Mission accomplished for Xiaomi.
Yesterday the smartphone startup announced two new phones at a Beijing event it surely hoped would change the conversation about the company—and did.
Xiaomi rocketed up the sales charts last year to become the third largest smartphone maker in the world and recently raised money at a $45 billion valuation. It’s had superfans in China for a while, but only recently have global media turned their attention to what’s being called the fastest growing startup in the world. Reporters descended on Beijing from India, the Philippines, Indonesia, and the West for the event that attracted close to 3,000 people.
For all its success, no one has said its smartphones match up to an iPhone. Xiaomi’s may sell for one-third the price of Apple’s phones in China, but critics say you get what you pay for—an Android-based phone with nice, not great, features.
What Xiaomi needed was a phone to take on Apple—and a global tech press to believe it. That’s what it got yesterday.
Xiaomi’s founder and chairman Lei Jun didn’t hold back on stage comparing the new Mi Note to the iPhone 6 Plus.
He said the new Mi Note was 11 grams lighter than an iPhone 6 Plus. “The Mi Note is shorter, thinner and lighter than the iPhone,” Lei added. Oh, and Mi Note’s back camera sits flush in the phone body unlike the iPhone’s protruding one.
Lei showed slides of the iPhone 6’s camera at least three times in short succession. His message was clear: Xiaomi saw the iPhone 6, and believes they upped it.
Almost every headline coming from Xiaomi’s event carried the theme of Xiaomi vs. Apple. “China’s Xiaomi challenges iPhone 6 Plus with new flagship Mi Note,” said Reuters. “Xiaomi has stopped copying Apple, and now it’s firing back,” said Business Insider.

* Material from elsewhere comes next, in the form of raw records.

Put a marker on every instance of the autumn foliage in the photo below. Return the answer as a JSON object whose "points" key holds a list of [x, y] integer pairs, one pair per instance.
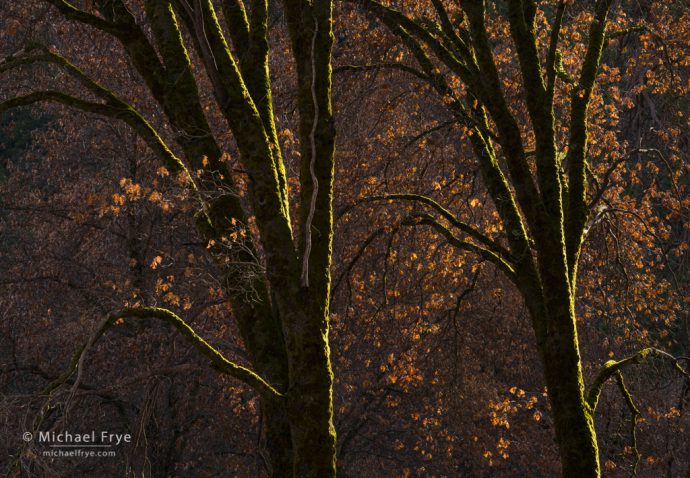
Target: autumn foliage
{"points": [[423, 318]]}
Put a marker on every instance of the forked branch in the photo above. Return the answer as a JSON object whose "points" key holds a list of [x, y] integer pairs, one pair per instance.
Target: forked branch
{"points": [[218, 360]]}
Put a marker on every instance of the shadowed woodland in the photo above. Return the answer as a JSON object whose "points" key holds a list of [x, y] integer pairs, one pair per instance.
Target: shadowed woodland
{"points": [[351, 238]]}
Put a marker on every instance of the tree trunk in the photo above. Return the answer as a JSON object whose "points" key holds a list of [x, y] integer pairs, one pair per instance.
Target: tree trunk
{"points": [[573, 421], [560, 354]]}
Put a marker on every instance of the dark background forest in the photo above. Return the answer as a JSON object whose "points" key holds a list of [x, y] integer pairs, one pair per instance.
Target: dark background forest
{"points": [[436, 369]]}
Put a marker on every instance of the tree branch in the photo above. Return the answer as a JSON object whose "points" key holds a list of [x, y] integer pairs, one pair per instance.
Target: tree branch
{"points": [[217, 359], [427, 219], [612, 367], [493, 246]]}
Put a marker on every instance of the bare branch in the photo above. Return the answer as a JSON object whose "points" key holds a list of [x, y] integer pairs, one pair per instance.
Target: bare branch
{"points": [[612, 367], [446, 214], [217, 359]]}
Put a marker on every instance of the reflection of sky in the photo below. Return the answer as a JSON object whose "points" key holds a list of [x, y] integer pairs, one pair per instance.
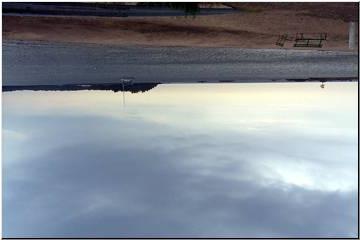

That’s the message Xiaomi wanted to convey, but it’s not the whole truth. Xiaomi isn’t trying to convince Apple fans they need to switch. Apple and Xiaomi buyers in China are very different right now. iPhones carry steep markups because of China’s 17% value-added tax and other factors (which helps to explain why some people go to extreme lengths to smuggle them in). The iPhone 6 Plus, for instance, runs around $1,000. The Mi Note, meanwhile, will sell for $370 and a faster version for $540. In China, an iPhone means at least as much as a status symbol as a great smartphone. Even with the Mi Note, Xiaomi will be attracting different buyers.
The headlines about it taking on Apple enhance Xiaomi’s own reputation because they make the companies seem like bona fide competitors, which they aren’t yet.
As Xiaomi readily acknowledges, it’s still learning its way. Lei sounded defensive yesterday when he talked about Xiaomi’s lack of a patent portfolio. He said the startup was acquiring key intellectual property and “in 10 years we will have tens of thousands of patents.” The company only started selling phones in 2011, so talk about a big patent portfolio—or comparisons with Apple—aren’t quite fair.
Xiaomi’s overnight success has attracted critics, most notably Apple’s chief designer Jony Ive, who said its designs copy Apple’s; in India the company faced an injunction when Swedish telecom giant Ericsson said it wasn’t paying royalties for key wireless technology used in its phones; and analysts question whether it can ever succeed outside China’s borders where IP laws are more strictly enforced.
At the Beijing unveiling, the crowd roared when Xiaomi played a video of the Mi Note surviving a screen-breaking test. Two twenty-something guys seated behind me led the crowd’s wails. The hoots and hollers yesterday could have as easily been for Xiaomi’s other test—positioning itself in the same conversation with Apple—which it passed quite easily.